Matthew 11:16-19, 25-30
11:16 “But to what will I compare this generation? It is like children sitting in the marketplaces and calling to one another,
11:17 ‘We played the flute for you, and you did not dance; we wailed, and you did not mourn.’
11:18 For John came neither eating nor drinking, and they say, ‘He has a demon’;
11:19 the Son of Man came eating and drinking, and they say, ‘Look, a glutton and a drunkard, a friend of tax collectors and sinners!’ Yet wisdom is vindicated by her deeds.”
11:25 At that time Jesus said, “I thank you, Father, Lord of heaven and earth, because you have hidden these things from the wise and the intelligent and have revealed them to infants;
11:26 yes, Father, for such was your gracious will.
11:27 All things have been handed over to me by my Father; and no one knows the Son except the Father, and no one knows the Father except the Son and anyone to whom the Son chooses to reveal him.
11:28 “Come to me, all you that are weary and are carrying heavy burdens, and I will give you rest.
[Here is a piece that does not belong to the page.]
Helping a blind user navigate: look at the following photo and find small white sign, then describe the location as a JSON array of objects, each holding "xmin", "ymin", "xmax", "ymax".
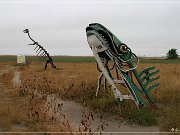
[{"xmin": 17, "ymin": 54, "xmax": 26, "ymax": 64}]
11:29 Take my yoke upon you, and learn from me; for I am gentle and humble in heart, and you will find rest for your souls.
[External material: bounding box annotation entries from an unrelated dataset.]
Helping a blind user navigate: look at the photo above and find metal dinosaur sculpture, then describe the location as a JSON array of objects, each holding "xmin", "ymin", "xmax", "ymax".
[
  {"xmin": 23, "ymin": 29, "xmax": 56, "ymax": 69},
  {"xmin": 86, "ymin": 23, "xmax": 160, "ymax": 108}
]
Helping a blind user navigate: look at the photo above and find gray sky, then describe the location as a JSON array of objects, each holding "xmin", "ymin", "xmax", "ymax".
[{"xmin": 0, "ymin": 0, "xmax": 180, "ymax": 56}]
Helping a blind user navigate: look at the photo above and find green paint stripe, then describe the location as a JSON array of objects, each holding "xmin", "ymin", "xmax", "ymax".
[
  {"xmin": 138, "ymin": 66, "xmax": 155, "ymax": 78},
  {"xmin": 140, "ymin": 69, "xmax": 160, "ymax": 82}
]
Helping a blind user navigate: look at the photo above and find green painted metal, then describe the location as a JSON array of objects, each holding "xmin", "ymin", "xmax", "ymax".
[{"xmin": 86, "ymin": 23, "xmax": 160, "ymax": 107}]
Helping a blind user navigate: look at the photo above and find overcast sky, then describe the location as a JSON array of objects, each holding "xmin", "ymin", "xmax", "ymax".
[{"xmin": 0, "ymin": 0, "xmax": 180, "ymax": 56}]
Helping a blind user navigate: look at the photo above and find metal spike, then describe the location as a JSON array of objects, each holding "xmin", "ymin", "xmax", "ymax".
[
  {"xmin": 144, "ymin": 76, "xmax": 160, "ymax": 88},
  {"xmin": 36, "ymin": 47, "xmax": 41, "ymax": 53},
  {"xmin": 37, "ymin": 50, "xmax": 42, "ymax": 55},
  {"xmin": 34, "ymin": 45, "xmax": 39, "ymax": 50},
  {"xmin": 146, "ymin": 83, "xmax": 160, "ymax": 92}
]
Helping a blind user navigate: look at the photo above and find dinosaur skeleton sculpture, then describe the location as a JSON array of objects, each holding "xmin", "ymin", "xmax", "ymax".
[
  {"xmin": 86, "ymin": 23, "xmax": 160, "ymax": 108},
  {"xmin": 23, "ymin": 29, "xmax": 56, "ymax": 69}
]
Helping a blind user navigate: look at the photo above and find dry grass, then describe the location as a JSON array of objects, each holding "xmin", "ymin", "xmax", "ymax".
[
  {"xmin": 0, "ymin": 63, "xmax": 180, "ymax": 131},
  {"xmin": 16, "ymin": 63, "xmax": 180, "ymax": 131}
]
11:30 For my yoke is easy, and my burden is light.”
A Question or Two:
- Why was Jesus a friend of the non-observant?
- Why does that matter?
Some Longer Reflections:
The first thing to think about, and perhaps the most important, is what a yoke is used for. My father’s generation knew about yokes from common experience. My generation does not, for the most part, because we have no occasion to use them in daily life and work.
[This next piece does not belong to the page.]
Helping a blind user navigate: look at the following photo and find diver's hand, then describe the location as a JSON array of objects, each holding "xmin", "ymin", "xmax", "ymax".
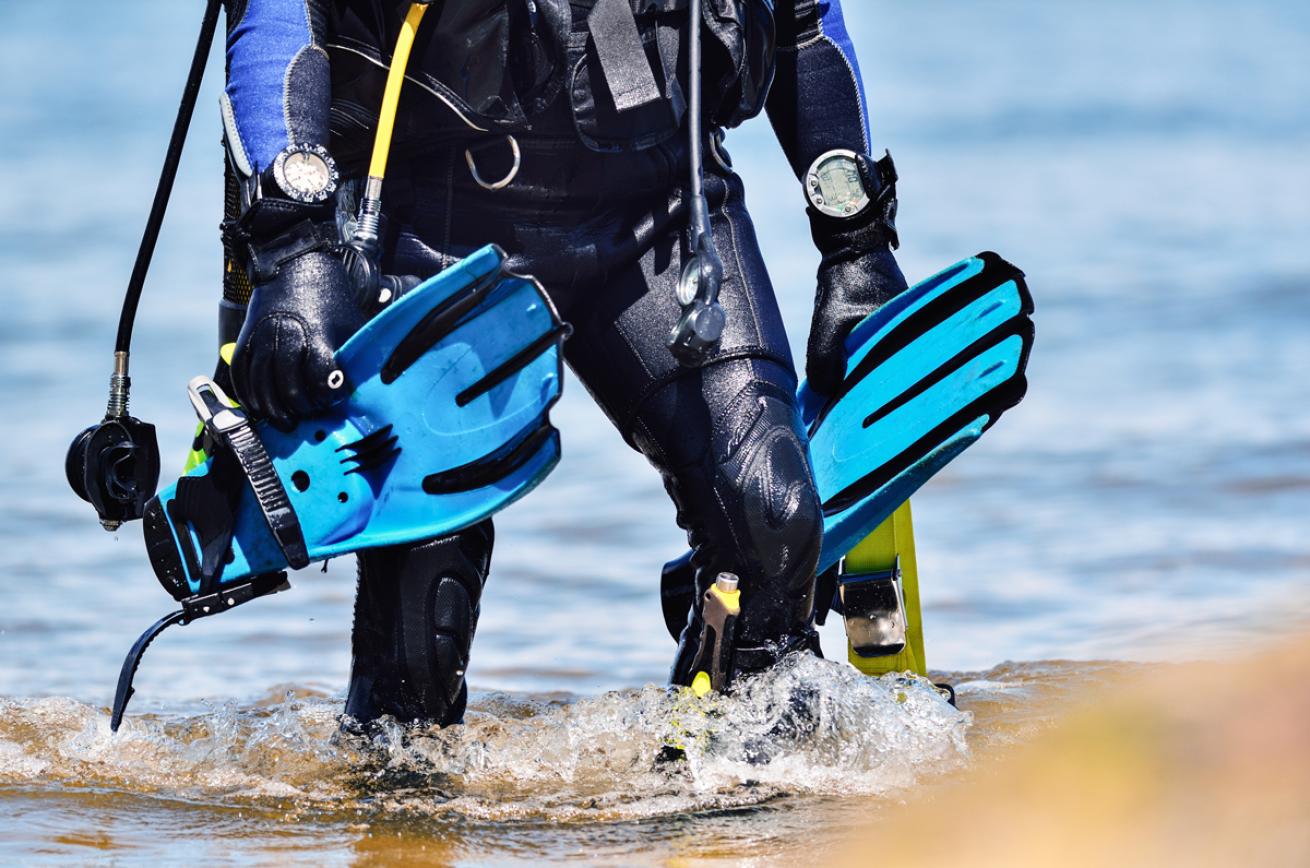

A yoke is what you use to make it possible for oxen to pull a heavy load. A well-made yoke is fitted to the individual oxen, shaped so that it does not chafe and rub the skin raw, designed so that the weight is borne by the animals’ shoulders. And it probably matters that oxen were yoked in pairs. Pulling heavy loads was a task shared by two animals accustomed to each other using a yoke that was particularly suited to each of them. That is what it means to say that a yoke is “easy.” A more practical translation might be “serviceable:” a well-shaped yoke let oxen be as strong as they could possibly be, and also protected them from injuries that would weaken them. Imagine the effect of a yoke that rubbed the skin raw and left bleeding, oozing sores just where the weight of work would be borne. A wounded ox could pull little or no weight, and that doesn’t even consider the ethics of damaging a living being. As I hear it, my grandfather had particularly harsh words for people who mistreated their draft animals, harsh words that, as I hear it, he never otherwise used.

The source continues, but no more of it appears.